Gov. Rendell seeks to shake up emergency response hierarchy


Local emergency officials are confused about who’s in charge on the state level.

HARRISBURG (AP) — Gov. Ed Rendell said Friday he wants to restructure state government to address major emergencies as officials released a study of the state’s bungled response to a February snowstorm that stranded highway travelers overnight.

Adopting recommendations in the study, Rendell proposed elevating the importance of the Pennsylvania Emergency Management Agency and making its director the top emergency response official in the state, reporting directly to the governor.

Making PEMA a Cabinet-level agency requires approval by the Legislature, and would mean that its top official must receive Senate confirmation. The agency would be renamed the Department of Emergency Management and Homeland Security, Rendell said.
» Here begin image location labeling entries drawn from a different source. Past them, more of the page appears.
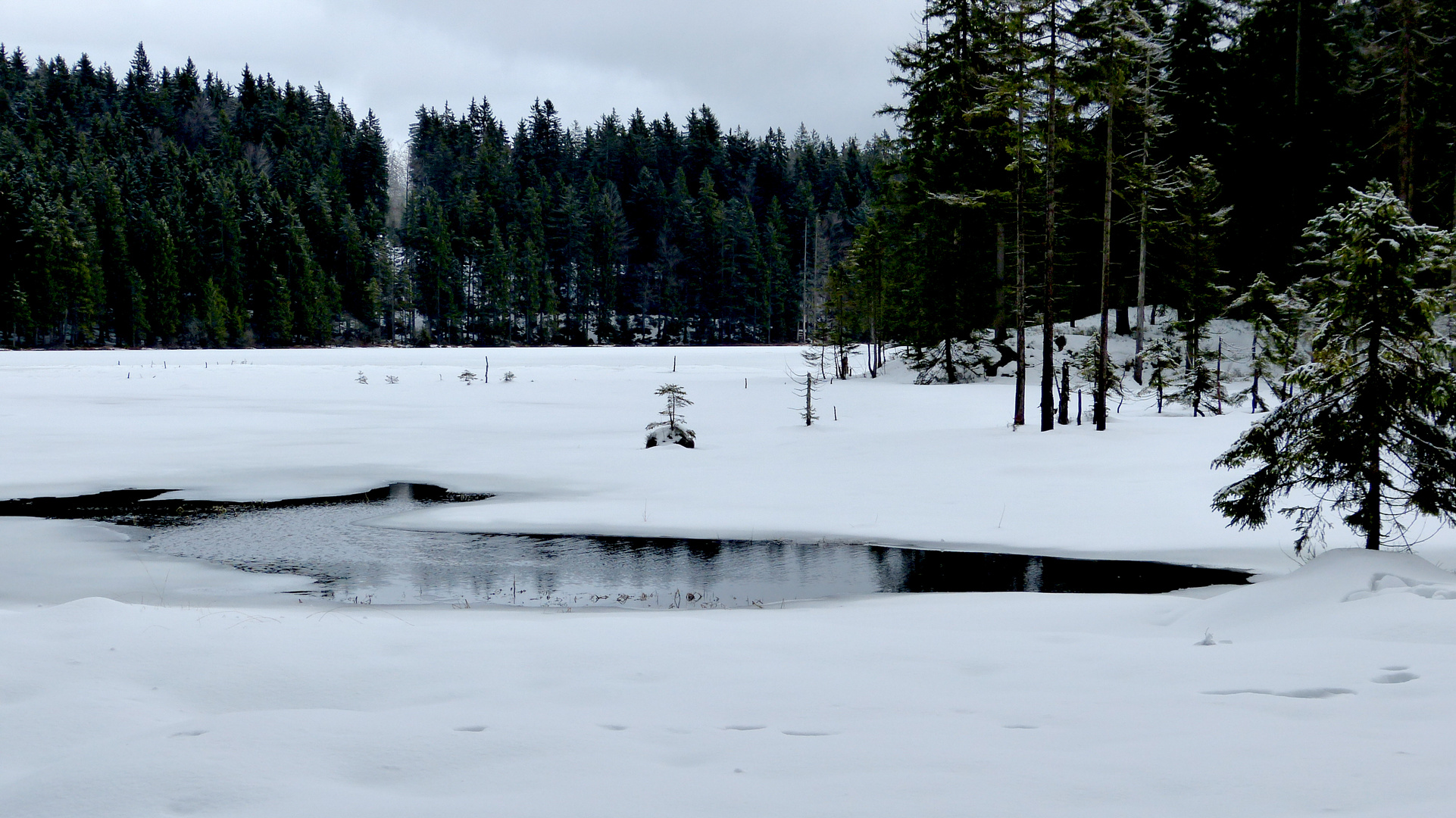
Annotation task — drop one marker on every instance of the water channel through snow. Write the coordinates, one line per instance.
(353, 560)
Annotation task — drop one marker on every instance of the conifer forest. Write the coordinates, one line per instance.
(1042, 161)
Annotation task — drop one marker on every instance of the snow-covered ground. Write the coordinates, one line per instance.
(134, 685)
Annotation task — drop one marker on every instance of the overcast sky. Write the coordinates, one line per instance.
(756, 63)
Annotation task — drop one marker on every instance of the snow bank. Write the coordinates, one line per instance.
(935, 705)
(57, 560)
(561, 447)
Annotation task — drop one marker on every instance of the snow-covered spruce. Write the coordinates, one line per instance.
(672, 429)
(1369, 431)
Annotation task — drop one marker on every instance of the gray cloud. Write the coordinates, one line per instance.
(756, 63)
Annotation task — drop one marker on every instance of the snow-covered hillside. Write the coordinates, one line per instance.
(561, 447)
(1325, 688)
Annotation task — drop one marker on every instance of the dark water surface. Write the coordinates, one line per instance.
(333, 542)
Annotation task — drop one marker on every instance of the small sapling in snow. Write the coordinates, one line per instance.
(672, 428)
(808, 412)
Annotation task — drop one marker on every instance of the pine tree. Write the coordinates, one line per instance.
(1274, 319)
(1370, 432)
(1162, 361)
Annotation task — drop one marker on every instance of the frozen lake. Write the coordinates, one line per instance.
(355, 560)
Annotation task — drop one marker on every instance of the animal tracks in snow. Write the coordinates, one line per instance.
(1301, 693)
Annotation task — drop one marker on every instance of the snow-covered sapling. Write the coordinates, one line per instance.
(672, 429)
(807, 393)
(1369, 431)
(1161, 358)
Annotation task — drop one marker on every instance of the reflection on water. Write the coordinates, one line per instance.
(363, 564)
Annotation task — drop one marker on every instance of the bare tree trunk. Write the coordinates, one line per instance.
(1047, 373)
(1407, 69)
(1142, 229)
(1100, 399)
(1020, 417)
(1372, 466)
(1066, 389)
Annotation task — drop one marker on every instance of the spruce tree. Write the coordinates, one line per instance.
(1370, 434)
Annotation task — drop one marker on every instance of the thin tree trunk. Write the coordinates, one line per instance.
(1372, 467)
(1020, 418)
(1066, 390)
(1407, 153)
(1100, 399)
(1142, 227)
(1047, 373)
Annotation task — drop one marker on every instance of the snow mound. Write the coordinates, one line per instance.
(1325, 592)
(663, 434)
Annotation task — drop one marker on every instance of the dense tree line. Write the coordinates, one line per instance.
(1055, 159)
(1070, 158)
(175, 208)
(625, 230)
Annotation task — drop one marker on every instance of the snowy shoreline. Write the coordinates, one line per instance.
(197, 688)
(560, 447)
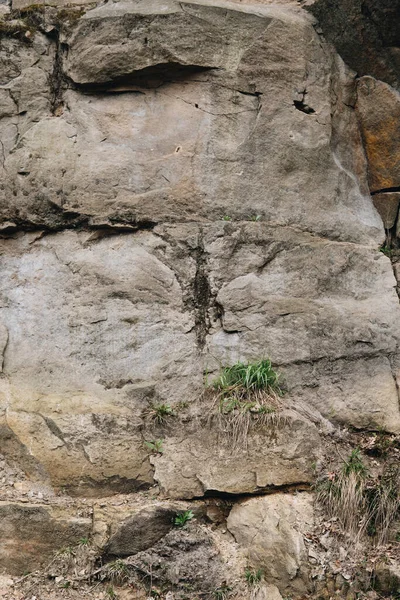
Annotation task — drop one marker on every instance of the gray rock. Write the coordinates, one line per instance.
(271, 529)
(141, 531)
(31, 534)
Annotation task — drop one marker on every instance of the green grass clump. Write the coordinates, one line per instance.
(253, 577)
(363, 505)
(246, 394)
(182, 518)
(354, 464)
(249, 377)
(159, 413)
(155, 446)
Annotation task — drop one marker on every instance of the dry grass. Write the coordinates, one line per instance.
(245, 396)
(364, 506)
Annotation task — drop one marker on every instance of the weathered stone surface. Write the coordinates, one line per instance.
(364, 32)
(267, 592)
(387, 205)
(81, 421)
(328, 309)
(192, 557)
(205, 461)
(361, 392)
(141, 530)
(378, 107)
(387, 576)
(270, 528)
(253, 125)
(30, 534)
(178, 118)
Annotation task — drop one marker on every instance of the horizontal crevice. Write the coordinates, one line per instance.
(301, 486)
(149, 77)
(386, 190)
(299, 104)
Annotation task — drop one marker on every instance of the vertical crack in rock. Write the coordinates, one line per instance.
(56, 77)
(201, 294)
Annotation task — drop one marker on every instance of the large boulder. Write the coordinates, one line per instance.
(364, 32)
(271, 530)
(274, 454)
(197, 196)
(32, 533)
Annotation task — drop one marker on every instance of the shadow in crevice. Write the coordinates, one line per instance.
(147, 78)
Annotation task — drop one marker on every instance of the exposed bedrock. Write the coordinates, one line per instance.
(186, 185)
(198, 196)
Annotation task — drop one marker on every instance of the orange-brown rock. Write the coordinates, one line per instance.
(378, 107)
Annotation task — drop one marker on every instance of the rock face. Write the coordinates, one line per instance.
(365, 33)
(204, 462)
(31, 532)
(129, 309)
(271, 528)
(186, 185)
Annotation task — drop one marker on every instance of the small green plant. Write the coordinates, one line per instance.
(354, 464)
(66, 551)
(222, 593)
(182, 518)
(249, 377)
(246, 393)
(117, 571)
(386, 250)
(111, 593)
(155, 446)
(83, 542)
(65, 585)
(253, 577)
(159, 413)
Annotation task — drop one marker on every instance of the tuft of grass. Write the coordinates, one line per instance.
(15, 28)
(249, 377)
(159, 413)
(364, 506)
(386, 250)
(111, 593)
(182, 518)
(222, 593)
(155, 446)
(245, 392)
(253, 577)
(83, 542)
(117, 571)
(354, 465)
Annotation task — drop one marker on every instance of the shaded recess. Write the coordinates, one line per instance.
(366, 33)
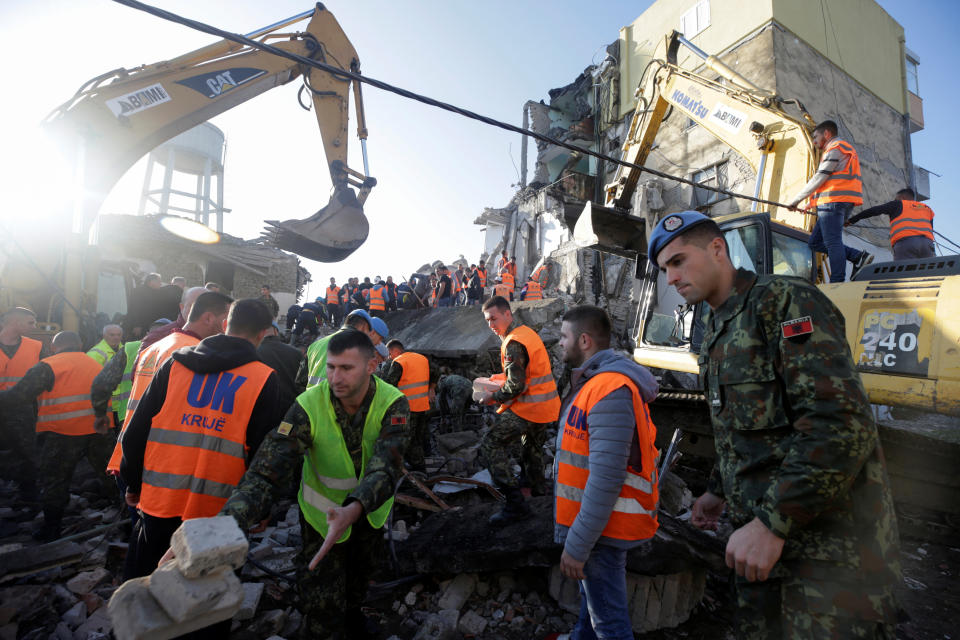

The agency also will subsume the Office of Homeland Security, which until now has had just a handful of employees as part of the governor’s office. Rendell can accomplish that change with an executive order.

The study, done by James Lee Witt Associates and released Friday, found substantial confusion among local emergency response officials about who was in charge at the state level.

It also found that the emergency management agency was ill-equipped for challenges, with “inadequate guidance and an inconsistent agenda” in recent years, as well as limited internal cooperation and strategic planning. The shortcomings had generated concern at other state agencies, which learned to work around the agency to avoid frustrating delays, the study said.

However, the report also said that Rendell has improved the agency’s operations in the wake of the storm with the assistance of high-level state officials from other agencies.